High above, in the silent, red-lit control room of the Core Tower.
Arthur stood by the shattered window.
He was watching the entire encounter through his sensory link with the Domain.
He saw his masterpiece—the psychological terror that was supposed to guard the perimeter—get gunned down like a rabid dog by men who didn't even know what they were shooting at.
The boy, standing in the shadows behind him, tensed. His dark-purple eyes widened in shock.
"They... they killed it," the boy whispered, gripping his dagger. "It couldn't even touch them. They didn't fall for anything."
Arthur didn't yell. He didn't smash his fist against the wall.
He stared down at the twelve marching figures cutting a clean, uninterrupted path through his toxic fog.
A slow, terrifyingly calm smile touched the corner of his pale lips.
"Interesting," Arthur murmured.
He turned away from the window, looking at the massive, beating [Graveborn Mana Heart] behind him.

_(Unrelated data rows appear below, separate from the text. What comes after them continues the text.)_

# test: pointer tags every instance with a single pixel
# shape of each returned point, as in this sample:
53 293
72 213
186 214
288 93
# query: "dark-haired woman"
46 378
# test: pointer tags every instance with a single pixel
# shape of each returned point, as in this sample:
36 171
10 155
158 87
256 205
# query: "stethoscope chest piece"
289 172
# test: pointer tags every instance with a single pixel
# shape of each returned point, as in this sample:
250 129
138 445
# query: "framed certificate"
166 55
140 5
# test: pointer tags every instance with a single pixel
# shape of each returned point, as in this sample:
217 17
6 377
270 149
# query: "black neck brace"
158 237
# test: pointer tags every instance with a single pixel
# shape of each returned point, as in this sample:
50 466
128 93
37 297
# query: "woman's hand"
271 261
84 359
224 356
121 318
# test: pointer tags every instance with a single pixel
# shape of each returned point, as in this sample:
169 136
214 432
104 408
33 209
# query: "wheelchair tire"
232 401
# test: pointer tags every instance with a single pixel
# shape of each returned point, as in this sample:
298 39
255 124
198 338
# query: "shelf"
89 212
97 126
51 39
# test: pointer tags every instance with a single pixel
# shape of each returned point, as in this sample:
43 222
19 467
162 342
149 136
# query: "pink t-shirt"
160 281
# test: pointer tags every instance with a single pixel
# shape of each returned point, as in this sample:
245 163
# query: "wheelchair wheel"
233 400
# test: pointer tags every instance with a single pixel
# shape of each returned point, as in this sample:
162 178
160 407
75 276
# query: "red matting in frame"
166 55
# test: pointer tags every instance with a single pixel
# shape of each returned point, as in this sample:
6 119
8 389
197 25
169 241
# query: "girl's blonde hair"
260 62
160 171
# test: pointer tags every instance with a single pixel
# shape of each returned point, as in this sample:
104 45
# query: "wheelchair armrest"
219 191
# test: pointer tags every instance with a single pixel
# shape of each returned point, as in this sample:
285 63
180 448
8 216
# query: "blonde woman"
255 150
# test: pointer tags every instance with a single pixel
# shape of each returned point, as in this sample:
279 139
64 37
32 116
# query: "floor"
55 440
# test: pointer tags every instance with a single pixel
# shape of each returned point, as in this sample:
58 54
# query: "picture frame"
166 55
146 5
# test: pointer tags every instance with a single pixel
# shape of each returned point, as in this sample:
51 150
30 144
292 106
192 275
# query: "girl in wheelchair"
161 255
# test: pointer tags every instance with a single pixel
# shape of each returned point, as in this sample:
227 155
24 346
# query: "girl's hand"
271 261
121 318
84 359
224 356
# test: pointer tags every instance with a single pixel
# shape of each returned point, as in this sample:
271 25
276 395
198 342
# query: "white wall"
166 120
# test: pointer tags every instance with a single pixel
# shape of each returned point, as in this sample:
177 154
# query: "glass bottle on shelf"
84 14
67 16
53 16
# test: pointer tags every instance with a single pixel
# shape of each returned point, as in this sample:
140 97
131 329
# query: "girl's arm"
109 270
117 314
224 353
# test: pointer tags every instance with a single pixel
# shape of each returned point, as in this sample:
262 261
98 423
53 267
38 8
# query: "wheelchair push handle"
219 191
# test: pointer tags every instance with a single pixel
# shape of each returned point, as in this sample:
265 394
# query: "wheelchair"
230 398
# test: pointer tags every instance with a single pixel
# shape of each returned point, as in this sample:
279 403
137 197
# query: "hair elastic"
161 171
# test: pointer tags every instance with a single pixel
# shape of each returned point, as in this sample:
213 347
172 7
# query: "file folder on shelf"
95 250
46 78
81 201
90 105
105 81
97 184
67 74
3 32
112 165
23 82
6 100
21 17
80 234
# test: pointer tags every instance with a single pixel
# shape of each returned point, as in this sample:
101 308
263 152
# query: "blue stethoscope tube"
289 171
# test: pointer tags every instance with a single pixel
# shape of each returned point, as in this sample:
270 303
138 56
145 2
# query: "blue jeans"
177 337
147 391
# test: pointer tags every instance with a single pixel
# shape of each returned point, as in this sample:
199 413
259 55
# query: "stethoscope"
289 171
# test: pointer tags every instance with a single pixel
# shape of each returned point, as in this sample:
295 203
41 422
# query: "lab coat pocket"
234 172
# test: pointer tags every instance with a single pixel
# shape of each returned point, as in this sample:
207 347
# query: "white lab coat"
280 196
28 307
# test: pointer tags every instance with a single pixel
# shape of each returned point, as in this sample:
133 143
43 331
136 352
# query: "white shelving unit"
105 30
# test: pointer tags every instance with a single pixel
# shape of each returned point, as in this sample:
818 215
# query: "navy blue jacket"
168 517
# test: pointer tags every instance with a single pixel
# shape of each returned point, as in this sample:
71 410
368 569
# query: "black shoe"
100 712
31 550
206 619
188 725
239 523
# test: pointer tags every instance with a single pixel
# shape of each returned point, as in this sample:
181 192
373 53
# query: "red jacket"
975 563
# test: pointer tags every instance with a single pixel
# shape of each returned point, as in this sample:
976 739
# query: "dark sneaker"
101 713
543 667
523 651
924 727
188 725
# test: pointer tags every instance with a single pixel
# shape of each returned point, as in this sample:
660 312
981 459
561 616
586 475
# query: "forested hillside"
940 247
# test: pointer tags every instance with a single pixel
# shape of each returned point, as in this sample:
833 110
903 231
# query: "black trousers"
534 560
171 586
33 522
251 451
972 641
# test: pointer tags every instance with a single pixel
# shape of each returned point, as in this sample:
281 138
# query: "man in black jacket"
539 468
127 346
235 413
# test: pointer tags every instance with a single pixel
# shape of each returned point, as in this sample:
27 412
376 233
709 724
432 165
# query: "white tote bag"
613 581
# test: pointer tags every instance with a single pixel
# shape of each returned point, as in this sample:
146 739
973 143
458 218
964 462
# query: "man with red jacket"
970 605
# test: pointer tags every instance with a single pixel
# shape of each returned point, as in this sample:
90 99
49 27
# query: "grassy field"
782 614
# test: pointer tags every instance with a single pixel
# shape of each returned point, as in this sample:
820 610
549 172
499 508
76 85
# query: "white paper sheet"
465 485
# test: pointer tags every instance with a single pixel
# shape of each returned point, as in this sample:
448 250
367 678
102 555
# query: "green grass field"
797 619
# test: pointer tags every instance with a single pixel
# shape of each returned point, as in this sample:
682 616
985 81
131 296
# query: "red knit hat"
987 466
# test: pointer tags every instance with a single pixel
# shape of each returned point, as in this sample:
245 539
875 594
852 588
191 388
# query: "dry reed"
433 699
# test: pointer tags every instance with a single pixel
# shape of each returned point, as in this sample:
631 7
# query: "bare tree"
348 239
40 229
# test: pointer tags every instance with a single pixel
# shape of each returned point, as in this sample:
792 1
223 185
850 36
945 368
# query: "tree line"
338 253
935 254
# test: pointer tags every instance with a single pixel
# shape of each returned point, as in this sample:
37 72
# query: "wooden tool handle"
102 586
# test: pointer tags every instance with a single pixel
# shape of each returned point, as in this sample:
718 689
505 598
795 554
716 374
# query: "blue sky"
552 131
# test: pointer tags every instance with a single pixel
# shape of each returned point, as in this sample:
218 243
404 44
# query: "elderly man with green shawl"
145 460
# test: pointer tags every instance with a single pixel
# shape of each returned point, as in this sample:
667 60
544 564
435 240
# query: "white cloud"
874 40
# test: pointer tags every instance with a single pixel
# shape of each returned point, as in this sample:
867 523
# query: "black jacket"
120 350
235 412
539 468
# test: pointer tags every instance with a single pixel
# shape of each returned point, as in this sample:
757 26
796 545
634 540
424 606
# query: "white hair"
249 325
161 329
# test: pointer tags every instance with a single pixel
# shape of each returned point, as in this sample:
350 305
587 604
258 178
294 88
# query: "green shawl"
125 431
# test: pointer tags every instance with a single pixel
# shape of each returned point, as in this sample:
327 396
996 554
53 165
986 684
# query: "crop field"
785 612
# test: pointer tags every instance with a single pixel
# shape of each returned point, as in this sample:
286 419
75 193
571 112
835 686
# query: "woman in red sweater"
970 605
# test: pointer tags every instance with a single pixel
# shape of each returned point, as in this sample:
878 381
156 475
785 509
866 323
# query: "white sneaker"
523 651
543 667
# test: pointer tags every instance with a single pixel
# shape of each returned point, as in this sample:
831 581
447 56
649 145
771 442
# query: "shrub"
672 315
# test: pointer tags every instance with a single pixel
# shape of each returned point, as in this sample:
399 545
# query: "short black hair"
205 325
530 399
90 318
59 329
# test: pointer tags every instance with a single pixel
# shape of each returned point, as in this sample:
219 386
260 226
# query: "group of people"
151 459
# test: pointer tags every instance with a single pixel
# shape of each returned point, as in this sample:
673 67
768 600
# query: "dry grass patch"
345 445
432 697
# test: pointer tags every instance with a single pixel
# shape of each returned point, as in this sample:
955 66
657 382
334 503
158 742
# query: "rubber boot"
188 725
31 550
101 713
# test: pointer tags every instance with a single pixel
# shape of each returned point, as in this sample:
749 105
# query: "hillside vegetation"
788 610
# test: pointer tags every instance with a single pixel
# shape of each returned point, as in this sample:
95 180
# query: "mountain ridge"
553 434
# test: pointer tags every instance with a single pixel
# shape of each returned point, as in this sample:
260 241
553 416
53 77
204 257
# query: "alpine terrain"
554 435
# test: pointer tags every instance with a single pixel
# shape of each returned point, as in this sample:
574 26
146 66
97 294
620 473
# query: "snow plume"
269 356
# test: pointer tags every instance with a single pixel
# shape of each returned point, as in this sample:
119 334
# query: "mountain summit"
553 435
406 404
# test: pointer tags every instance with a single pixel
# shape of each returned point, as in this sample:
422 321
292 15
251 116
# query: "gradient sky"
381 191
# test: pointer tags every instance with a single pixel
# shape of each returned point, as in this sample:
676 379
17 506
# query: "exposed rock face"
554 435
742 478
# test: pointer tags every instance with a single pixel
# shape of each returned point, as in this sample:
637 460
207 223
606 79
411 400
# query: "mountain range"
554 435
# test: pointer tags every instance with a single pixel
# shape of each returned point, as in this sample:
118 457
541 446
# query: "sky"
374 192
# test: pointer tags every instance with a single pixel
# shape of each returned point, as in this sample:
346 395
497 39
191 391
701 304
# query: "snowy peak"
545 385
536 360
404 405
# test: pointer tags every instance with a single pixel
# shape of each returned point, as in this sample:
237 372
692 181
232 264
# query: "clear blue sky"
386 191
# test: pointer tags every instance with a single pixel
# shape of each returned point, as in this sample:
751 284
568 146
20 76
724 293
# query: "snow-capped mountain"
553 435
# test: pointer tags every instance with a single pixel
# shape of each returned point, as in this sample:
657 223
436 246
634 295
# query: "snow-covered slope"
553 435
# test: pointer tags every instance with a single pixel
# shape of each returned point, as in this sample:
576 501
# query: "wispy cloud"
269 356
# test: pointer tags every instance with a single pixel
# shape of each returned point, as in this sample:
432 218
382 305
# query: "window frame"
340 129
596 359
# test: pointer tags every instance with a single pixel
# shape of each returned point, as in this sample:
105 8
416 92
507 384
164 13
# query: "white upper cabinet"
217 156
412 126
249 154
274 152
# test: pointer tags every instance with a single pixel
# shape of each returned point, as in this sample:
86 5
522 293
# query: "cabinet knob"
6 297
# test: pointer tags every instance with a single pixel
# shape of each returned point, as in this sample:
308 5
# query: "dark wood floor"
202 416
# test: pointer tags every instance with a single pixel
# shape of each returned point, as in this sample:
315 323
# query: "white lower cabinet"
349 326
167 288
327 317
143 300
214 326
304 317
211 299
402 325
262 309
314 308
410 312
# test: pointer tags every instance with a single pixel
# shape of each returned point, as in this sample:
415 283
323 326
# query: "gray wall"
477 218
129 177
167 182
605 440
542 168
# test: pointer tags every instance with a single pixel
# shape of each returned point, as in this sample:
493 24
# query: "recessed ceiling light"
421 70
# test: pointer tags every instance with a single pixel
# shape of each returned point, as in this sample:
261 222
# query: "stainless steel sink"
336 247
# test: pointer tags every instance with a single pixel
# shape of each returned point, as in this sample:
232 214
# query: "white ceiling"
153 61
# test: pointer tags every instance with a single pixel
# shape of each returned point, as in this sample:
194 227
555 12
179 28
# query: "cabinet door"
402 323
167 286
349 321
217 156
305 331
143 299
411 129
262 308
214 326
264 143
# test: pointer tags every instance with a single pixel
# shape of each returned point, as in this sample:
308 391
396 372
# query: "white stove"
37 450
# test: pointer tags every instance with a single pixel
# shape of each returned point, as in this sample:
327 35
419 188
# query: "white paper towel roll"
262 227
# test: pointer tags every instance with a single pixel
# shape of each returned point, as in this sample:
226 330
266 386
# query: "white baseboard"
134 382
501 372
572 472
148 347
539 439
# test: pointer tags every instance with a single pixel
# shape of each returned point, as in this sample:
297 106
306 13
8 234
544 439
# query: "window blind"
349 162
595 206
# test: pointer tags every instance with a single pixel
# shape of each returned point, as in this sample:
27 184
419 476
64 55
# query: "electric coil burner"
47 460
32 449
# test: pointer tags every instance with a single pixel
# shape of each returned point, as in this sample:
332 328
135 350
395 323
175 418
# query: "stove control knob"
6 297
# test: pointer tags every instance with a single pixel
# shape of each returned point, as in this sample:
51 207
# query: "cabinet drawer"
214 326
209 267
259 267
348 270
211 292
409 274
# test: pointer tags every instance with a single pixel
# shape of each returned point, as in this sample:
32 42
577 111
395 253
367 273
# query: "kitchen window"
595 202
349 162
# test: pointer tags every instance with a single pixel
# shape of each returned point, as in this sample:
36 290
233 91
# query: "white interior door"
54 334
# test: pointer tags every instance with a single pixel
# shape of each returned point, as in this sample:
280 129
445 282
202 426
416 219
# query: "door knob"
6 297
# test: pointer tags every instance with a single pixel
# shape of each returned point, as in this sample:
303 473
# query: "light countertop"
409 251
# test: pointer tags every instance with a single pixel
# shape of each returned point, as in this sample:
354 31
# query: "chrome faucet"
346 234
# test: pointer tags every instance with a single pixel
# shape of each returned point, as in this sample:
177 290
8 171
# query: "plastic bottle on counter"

"General Vance," Arthur said quietly, his voice echoing with genuine respect for his unseen opponent. "You cut out your own soldiers' eyes just to blind me."
Arthur walked slowly toward the center of the room.
He didn't look angry. He looked like a grandmaster who had just watched his opponent sacrifice a queen to take a knight.
"You removed their senses," Arthur whispered to the empty room. His smile widened slightly, cold and absolute.
"So I'll give you something that doesn't need them."
Arthur pointed a pale finger toward the descending staircase that led to the streets below.
"Go," Arthur commanded the boy, the crushing weight of the [Calamity Seed] flaring behind his pitch-black eyes. "Show them what happens when a machine tries to break a wall."